Lower interest payments on Government’s long-term borrowing resulted in a decline in the interest component of the public debt servicing costs for the January-June period. The total interest payments for the six months under review amounted to Lm38.4 million.
Capital Expenditure for the first six months of the year amounted to Lm46.8 million, registering a decline of Lm5.2 million when compared to the capital expenditure of Lm52.0 million for the same period in 2006. Lower capital outlays by the Ministry of Finance and by the Ministry for Tourism and Culture were in part offset by higher expenditures under the Ministry for Rural Affairs and the Environment.
New loans taken up by Government for the first six months of the year amounted to Lm28.9 million.
The Central Government debt outstanding at the end of June 2007 amounted to Lm1, 380.5 million. When compared to twelve months ago, Government Stocks and foreign borrowing declined by Lm42.4 million and Lm10.1 million respectively, while outstanding Treasury Bills increased by Lm75.2 million.
When asked to comment on this report, Edward Fenech, the spokesperson on Financial and Economic Affairs of Alternattiva Demokratika, stated, “The NSO never seizes to amaze. They have just published statistics for Government Finance Data for the first six months of this year. These indicate that ‘Grants’ received have fallen, as compared to the first six months of 2006, by Lm 21 million, from Lm 24 million to Lm 3 million, without providing any explanation as to this occurrence.
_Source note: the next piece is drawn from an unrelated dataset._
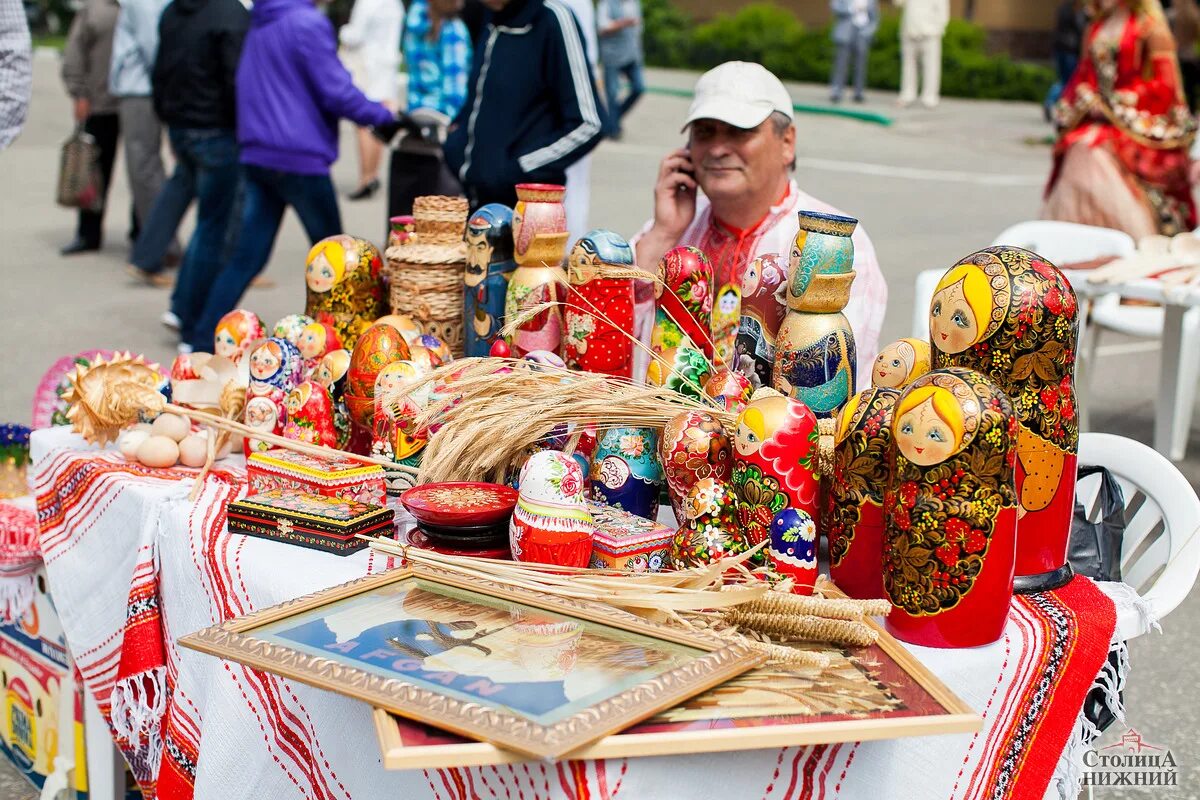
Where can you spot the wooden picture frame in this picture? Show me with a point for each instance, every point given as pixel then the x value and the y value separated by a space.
pixel 930 709
pixel 522 671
“Furthermore, the statistics show that revenue from ‘Income Tax’ has increased by 18.5% (some Lm 15 million) without providing any further explanation for this. This is highly unprofessional and once again reduces public confidence in this institution. Before these very material changes are explained, nobody can reasonably comment on these statistics. The NSO should provide the requisite explanations immediately.”